It’s been almost two years since Tom Hicks and George Gillett lost their grip on Liverpool Football Club, contending that a runaway board sold the team out from under them to the Boston Red Sox ownership group for a below-market price.

Last week, that contention saw its first light of day in a U.S. courtroom, and the presiding judge appeared sympathetic to the argument that the sale had been pushed through by the team’s top creditor, Royal Bank of Scotland, without sufficient openness.

Mill Financial says it offered to buy the club for 100 million pounds more than what was accepted.
Photo by: GETTY IMAGES
“Ultimately what happened was RBS got up one morning and agreed to the sale of Liverpool Football Club to the Red Sox and … just for the amount of money owed to RBS,” said New York Supreme Court Judge Eileen Bransten, after listening to arguments on whether to dismiss a complaint brought against RBS by Mill Financial, one of Gillett’s lenders.

The case would not unravel Fenway Sports Group’s purchase of the famed EPL club — Fenway Sports Group was known as New England Sports Ventures at the time of the deal — but it could bring to trial what Hicks and Gillett desperately and futilely contended in British courts in October 2010: that the sale had been underhanded and completed at a far-below-market price.

Mill in 2008 lent Gillett $70 million secured by his interest in the team, joining RBS and Wachovia as creditors to the club. Mill wants RBS to repay the loan plus interest, and potentially the lost opportunity of buying Liverpool.

At the heart of Mill’s claim is a tri-party lender agreement the three banks had signed to keep each apprised of developments as Hicks and Gillett struggled to make payments on the loan. Mill maintained that in April 2010, RBS secretly, and so in violation of the lender agreement, agreed to a loan extension only after Hicks and Gillett let RBS appoint a new board chairman, place two observers on the board, hire Barclays Capital as an investment bank and agree to a sale.

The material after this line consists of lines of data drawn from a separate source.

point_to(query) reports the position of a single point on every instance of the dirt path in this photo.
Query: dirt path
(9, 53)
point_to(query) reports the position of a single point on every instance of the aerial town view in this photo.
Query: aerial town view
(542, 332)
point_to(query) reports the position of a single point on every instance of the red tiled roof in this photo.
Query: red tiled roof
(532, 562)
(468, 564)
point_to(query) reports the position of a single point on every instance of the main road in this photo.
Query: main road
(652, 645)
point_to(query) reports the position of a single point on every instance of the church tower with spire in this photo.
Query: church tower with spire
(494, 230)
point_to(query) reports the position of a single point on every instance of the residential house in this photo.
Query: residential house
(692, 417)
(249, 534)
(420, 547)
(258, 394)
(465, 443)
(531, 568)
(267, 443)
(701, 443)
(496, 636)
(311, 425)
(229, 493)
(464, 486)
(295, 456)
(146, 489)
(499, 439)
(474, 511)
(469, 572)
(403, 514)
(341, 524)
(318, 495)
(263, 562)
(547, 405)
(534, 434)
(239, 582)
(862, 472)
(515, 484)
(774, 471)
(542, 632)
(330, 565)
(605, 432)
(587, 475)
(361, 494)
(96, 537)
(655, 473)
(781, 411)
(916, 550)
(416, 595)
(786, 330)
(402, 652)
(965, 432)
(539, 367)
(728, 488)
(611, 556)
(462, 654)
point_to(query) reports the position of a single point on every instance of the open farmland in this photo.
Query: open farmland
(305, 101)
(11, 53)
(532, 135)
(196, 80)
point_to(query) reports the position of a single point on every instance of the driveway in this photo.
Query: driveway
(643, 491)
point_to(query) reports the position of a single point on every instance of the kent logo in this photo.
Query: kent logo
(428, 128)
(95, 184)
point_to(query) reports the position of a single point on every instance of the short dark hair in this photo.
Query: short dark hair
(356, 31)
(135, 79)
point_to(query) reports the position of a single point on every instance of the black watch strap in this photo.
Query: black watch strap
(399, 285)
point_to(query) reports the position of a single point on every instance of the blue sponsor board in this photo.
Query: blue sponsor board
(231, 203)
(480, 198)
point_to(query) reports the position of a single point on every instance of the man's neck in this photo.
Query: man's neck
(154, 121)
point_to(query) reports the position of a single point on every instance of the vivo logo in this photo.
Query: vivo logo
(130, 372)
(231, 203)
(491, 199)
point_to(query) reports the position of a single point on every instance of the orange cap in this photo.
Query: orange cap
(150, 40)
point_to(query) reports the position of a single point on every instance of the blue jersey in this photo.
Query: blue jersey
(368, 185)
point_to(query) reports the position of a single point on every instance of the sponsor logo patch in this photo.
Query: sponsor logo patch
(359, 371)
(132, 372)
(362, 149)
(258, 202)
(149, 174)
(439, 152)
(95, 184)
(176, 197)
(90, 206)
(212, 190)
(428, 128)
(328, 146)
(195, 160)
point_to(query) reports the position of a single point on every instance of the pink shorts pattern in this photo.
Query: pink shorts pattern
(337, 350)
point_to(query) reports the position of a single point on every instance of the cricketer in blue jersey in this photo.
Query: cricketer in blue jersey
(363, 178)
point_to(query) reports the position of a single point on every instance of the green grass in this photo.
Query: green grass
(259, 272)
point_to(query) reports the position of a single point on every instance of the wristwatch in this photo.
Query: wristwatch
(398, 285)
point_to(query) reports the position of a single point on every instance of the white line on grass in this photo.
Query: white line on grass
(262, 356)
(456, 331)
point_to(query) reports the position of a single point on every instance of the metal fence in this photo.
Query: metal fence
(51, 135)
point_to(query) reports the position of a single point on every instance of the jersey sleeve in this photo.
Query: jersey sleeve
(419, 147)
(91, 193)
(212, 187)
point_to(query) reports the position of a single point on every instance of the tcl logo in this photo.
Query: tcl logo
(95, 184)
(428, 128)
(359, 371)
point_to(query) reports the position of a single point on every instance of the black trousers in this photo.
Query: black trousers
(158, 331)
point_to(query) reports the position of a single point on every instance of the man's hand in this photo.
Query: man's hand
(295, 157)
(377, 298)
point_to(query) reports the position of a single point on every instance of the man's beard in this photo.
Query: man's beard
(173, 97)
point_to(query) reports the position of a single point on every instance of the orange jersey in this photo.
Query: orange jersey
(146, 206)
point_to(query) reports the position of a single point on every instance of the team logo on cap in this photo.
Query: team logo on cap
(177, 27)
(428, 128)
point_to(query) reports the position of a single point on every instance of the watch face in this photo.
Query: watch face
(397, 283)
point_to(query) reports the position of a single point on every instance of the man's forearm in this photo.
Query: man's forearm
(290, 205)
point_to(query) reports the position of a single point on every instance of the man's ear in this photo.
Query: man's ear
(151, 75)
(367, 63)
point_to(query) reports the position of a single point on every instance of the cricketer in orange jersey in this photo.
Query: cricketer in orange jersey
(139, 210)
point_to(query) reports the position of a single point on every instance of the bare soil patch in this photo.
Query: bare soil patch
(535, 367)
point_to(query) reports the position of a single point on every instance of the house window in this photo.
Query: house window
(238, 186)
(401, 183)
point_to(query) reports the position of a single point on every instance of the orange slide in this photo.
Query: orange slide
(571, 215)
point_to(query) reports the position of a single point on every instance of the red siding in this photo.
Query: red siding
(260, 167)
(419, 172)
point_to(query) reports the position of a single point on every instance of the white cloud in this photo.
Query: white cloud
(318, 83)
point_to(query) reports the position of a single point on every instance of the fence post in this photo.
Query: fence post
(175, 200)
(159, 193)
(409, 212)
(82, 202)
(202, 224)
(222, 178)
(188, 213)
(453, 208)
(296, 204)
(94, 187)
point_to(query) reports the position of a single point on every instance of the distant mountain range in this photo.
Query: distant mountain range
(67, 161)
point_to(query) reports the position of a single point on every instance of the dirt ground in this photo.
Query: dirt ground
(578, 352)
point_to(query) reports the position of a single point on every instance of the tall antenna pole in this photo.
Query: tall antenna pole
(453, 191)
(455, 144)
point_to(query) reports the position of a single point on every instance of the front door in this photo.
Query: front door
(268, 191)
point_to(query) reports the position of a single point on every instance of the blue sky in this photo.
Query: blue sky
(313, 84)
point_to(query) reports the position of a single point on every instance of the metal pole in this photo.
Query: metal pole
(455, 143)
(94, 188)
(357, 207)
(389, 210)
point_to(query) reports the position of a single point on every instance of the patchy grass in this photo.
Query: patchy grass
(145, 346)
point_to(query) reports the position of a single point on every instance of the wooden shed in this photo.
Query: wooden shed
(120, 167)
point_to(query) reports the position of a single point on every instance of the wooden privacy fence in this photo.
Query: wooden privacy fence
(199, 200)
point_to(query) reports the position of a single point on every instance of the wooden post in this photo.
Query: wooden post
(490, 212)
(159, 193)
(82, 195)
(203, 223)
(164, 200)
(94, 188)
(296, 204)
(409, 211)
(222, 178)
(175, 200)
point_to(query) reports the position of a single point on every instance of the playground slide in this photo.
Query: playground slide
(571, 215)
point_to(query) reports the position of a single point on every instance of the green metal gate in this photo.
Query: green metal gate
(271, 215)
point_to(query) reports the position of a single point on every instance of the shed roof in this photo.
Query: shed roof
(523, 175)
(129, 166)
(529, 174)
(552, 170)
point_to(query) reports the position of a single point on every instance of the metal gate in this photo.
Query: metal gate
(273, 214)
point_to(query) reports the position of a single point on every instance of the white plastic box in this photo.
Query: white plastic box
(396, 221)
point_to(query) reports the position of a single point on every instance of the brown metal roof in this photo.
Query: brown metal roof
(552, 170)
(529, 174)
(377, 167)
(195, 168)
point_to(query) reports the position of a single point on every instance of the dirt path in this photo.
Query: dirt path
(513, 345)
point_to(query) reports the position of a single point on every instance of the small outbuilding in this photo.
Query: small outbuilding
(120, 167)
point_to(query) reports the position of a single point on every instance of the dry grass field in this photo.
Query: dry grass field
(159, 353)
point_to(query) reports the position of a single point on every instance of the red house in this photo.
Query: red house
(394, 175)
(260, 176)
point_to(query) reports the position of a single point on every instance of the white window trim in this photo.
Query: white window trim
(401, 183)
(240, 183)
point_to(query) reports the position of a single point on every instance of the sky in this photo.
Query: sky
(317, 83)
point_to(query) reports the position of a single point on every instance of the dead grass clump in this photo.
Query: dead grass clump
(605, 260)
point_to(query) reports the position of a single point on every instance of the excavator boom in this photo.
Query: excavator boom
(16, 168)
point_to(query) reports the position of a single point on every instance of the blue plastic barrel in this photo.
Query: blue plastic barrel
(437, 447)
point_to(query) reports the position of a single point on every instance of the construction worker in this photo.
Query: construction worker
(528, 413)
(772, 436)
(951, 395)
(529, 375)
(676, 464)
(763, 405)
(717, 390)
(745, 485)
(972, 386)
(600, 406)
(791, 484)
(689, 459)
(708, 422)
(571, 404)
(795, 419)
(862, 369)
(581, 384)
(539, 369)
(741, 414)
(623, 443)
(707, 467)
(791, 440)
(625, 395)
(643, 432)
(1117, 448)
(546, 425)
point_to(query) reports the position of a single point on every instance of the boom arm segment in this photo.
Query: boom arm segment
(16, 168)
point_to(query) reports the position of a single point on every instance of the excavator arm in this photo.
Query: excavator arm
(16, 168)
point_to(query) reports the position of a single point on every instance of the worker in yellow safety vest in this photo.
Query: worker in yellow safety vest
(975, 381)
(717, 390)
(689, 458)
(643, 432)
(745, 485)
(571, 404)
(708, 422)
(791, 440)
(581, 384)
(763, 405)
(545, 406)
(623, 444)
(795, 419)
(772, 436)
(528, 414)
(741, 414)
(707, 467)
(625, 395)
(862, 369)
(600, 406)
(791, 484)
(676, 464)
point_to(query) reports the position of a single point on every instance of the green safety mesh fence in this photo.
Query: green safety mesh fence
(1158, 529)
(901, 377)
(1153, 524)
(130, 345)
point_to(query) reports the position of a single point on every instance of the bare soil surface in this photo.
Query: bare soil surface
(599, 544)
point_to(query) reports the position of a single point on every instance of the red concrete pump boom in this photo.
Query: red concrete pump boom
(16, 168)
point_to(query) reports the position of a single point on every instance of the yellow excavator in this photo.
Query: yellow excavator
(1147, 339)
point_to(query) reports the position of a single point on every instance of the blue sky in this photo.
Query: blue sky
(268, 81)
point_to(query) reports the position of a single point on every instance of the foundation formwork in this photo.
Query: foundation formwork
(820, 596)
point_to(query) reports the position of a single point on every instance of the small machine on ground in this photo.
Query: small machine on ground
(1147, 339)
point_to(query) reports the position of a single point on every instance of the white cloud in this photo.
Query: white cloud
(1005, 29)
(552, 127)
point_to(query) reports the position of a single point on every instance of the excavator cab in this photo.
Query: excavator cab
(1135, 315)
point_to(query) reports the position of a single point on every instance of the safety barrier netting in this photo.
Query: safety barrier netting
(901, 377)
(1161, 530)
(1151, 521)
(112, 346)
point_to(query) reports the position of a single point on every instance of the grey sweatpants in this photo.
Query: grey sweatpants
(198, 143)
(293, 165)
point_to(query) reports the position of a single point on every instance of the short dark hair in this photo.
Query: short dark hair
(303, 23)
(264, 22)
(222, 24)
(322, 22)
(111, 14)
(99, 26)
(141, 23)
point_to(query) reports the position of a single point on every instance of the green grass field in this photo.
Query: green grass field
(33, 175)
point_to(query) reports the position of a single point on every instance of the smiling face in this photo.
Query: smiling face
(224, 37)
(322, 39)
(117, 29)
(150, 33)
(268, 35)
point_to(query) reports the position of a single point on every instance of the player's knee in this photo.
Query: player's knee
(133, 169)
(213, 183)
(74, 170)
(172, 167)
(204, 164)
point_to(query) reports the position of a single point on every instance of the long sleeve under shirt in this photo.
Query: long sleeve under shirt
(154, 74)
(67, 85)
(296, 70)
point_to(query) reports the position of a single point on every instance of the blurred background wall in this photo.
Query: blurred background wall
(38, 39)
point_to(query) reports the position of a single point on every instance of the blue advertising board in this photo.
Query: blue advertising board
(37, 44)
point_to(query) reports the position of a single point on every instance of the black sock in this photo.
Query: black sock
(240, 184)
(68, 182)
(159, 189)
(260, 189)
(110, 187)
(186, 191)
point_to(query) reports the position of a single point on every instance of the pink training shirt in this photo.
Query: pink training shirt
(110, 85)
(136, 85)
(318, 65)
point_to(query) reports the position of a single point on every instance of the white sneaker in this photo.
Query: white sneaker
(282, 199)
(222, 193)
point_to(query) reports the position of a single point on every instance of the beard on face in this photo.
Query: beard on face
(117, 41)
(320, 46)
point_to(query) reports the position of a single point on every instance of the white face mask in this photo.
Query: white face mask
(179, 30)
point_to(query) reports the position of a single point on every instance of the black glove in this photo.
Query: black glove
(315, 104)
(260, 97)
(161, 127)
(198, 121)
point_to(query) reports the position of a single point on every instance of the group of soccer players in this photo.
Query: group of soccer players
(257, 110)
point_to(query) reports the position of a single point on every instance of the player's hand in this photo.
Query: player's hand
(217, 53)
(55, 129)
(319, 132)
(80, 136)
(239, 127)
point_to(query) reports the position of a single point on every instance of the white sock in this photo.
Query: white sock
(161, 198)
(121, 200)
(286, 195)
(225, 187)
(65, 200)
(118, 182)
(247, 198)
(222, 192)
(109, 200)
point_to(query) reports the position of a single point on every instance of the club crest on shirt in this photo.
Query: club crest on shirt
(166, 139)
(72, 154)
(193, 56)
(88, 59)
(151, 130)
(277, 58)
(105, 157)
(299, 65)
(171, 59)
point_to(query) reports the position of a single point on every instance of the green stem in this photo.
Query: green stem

Using his fingers to mock the phrase “independent board,” Paul O’Connor of Kasowitz, Benson, Torres & Friedman, Mill’s counsel, contended RBS controlled the whole process and, as a result, Mill has not been paid a penny on its debt.

RBS attorney Marshall Fishman of Freshfield Bruckhaus Deringer countered that the board was independent because RBS did not have a single seat on it. To that, Bransten countered she had been around long enough to know that control came in many guises.

Fishman, after persistent questioning from Bransten, conceded, “of course RBS put conditions on [the loan extension].” RBS contends Mill was not disadvantaged by not learning of the side agreement between RBS and the new board, though, because Mill found out about it several months later.

O’Connor said that was too late and claimed every effort Mill made to stop the sale, make its own offer, or refinance the debt was deemed too late and rebuffed by the board.

“We offered to purchase the club for 100 million pounds more than was accepted,” he said.

At the time of the 235 million-pound sale, the currency exchange rate valued the sale in dollars at around $370 million. A 100 million-pound increase would have added about $158 million to the total, for a $529 million sale.

Mill is controlled in part by Virginia homebuilder Dwight Schar, a limited partner in the Washington Redskins.

There were moments of levity in the hearing, like when Bransten, clearly unfamiliar with the English Premier League, referred to Liverpool as “Livenstin” before quickly correcting herself. She added that if the team were the New York Giants, she would know more.

After the hearing, Fishman said Bransten could take several months before deciding whether to dismiss the case or let it proceed.